RNF145 Das Double-Nickase-Plasmid (m) besteht aus einem aufeinander abgestimmten Plasmidpaar, das für die hochspezifische Bearbeitung des Rnf145-Lokus in mouse-Zelllinien entwickelt wurde. Jedes Plasmid exprimiert eine Cas9-D10A-Nickase und eine spezifische sgRNA, die auf entgegengesetzte DNA-Stränge innerhalb von Rnf145 abzielt. Wenn sie auf benachbarte Stellen auf entgegengesetzten DNA-Strängen gerichtet sind, erzeugen die beiden Nickasen versetzte Einzelstrang-Schnitte, die zusammen einen versetzten Doppelstrangbruch erzeugen, was eine koordinierte On-Target-Aktivität beider Guides erfordert. Der resultierende DNA-Bruch wird durch endogene zelluläre Reparaturwege behoben, meist durch nicht-homologe Endverknüpfung (NHEJ), was zu Insertionen oder Deletionen führt, die die Rnf145-Funktion stören. Durch die Notwendigkeit einer doppelten sgRNA-Bindung am Zielort erhöht der Doppel-Nick-Ansatz die Spezifität der Bearbeitung und bietet eine komplementäre CRISPR-Strategie für Anwendungen, bei denen eine zusätzliche Kontrolle über die Zielgenauigkeit gewünscht ist.

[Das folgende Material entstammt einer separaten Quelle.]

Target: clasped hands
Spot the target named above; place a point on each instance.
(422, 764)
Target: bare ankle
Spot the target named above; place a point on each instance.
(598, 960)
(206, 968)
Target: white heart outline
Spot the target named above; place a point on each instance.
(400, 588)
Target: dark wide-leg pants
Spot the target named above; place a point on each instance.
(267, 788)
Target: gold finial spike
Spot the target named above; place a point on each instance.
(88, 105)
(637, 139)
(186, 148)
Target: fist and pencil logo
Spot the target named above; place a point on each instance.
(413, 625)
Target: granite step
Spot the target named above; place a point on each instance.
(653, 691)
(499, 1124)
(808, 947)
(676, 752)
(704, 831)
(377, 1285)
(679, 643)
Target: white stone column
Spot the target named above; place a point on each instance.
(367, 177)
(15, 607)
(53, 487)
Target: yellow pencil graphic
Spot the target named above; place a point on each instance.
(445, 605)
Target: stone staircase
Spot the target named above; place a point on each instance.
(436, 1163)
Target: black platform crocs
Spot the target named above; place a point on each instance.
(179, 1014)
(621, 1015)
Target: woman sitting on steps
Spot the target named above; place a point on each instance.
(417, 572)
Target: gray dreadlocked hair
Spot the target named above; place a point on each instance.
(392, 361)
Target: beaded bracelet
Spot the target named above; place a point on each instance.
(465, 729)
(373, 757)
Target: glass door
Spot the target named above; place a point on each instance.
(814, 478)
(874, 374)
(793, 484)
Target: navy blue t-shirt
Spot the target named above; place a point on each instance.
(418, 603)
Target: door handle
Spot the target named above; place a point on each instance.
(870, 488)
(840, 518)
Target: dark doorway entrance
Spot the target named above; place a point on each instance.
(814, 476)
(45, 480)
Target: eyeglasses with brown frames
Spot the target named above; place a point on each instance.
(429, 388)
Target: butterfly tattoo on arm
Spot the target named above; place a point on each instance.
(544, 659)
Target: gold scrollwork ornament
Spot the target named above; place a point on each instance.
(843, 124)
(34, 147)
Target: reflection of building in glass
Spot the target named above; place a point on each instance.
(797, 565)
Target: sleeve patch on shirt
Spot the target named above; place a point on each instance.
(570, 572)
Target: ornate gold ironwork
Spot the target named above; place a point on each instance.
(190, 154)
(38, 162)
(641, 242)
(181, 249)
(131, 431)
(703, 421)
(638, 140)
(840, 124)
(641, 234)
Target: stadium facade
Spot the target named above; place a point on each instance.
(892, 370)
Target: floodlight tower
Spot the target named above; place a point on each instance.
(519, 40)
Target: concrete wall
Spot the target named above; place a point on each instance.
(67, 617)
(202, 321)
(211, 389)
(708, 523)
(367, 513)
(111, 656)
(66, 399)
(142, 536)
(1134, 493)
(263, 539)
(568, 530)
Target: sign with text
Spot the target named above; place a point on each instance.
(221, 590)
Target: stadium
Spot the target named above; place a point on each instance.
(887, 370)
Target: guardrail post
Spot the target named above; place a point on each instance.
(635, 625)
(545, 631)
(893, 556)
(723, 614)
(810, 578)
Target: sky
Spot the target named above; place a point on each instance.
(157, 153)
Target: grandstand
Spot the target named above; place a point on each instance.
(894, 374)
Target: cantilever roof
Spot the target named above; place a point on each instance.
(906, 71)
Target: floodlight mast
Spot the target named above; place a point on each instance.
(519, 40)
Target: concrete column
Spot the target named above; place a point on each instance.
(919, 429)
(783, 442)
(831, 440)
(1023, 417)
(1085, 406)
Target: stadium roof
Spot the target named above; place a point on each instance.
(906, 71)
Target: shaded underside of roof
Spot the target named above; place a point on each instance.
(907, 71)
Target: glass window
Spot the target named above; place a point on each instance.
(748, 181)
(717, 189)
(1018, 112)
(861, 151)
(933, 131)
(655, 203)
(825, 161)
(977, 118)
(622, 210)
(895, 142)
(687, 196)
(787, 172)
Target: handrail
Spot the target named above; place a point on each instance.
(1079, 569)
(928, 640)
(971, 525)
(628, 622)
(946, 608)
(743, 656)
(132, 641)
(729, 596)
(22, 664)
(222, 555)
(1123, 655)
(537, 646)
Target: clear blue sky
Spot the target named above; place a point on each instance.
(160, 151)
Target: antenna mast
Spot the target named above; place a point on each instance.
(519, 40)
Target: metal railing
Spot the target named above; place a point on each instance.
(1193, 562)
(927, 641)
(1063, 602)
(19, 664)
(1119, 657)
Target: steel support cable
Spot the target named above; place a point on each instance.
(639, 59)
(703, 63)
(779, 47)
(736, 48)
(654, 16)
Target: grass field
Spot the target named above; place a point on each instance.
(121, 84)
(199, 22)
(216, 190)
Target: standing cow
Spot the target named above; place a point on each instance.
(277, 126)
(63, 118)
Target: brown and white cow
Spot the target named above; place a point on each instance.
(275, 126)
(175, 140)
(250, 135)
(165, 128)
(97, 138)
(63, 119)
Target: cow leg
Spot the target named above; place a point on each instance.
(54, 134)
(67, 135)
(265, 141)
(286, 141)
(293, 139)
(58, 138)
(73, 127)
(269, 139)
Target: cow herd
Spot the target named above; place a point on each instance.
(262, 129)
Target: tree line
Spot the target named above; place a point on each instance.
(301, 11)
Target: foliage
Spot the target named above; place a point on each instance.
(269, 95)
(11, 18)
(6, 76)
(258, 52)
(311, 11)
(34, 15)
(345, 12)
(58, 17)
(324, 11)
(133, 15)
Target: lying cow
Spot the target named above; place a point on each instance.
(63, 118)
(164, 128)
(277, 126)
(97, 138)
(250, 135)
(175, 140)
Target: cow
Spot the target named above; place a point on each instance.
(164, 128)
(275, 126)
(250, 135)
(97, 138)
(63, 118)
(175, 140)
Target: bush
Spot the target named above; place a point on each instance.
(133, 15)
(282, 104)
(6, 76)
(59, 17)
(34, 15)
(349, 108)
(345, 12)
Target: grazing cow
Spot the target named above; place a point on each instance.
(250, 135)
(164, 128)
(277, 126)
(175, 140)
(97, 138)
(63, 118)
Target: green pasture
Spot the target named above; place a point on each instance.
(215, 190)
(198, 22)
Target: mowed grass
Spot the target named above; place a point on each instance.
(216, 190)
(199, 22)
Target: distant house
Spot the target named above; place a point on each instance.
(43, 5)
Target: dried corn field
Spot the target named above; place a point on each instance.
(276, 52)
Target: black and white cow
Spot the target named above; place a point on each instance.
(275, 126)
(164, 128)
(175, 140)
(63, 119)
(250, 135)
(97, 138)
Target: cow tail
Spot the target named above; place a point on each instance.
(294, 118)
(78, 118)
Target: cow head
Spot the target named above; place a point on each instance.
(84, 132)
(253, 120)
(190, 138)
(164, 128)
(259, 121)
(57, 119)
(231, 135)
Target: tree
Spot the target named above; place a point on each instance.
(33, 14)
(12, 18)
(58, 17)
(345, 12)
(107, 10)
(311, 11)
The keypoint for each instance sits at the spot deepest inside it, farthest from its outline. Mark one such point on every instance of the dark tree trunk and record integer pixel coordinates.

Um eine effiziente Identifizierung editierter Zellen zu unterstützen, kodiert ein Plasmid GFP zur fluoreszierenden Visualisierung transfizierter Populationen, während das Begleitplasmid ein Puromycin-Resistenzgen für die Antibiotika-Selektion trägt. Zusammen unterstützen diese Merkmale eine effiziente Anreicherung co-transfizierter Populationen und vereinfachen die Validierung von Klonen mit Rnf145-Störung.
Nur für Forschungszwecke. Nicht für diagnostische oder therapeutische Zwecke bestimmt.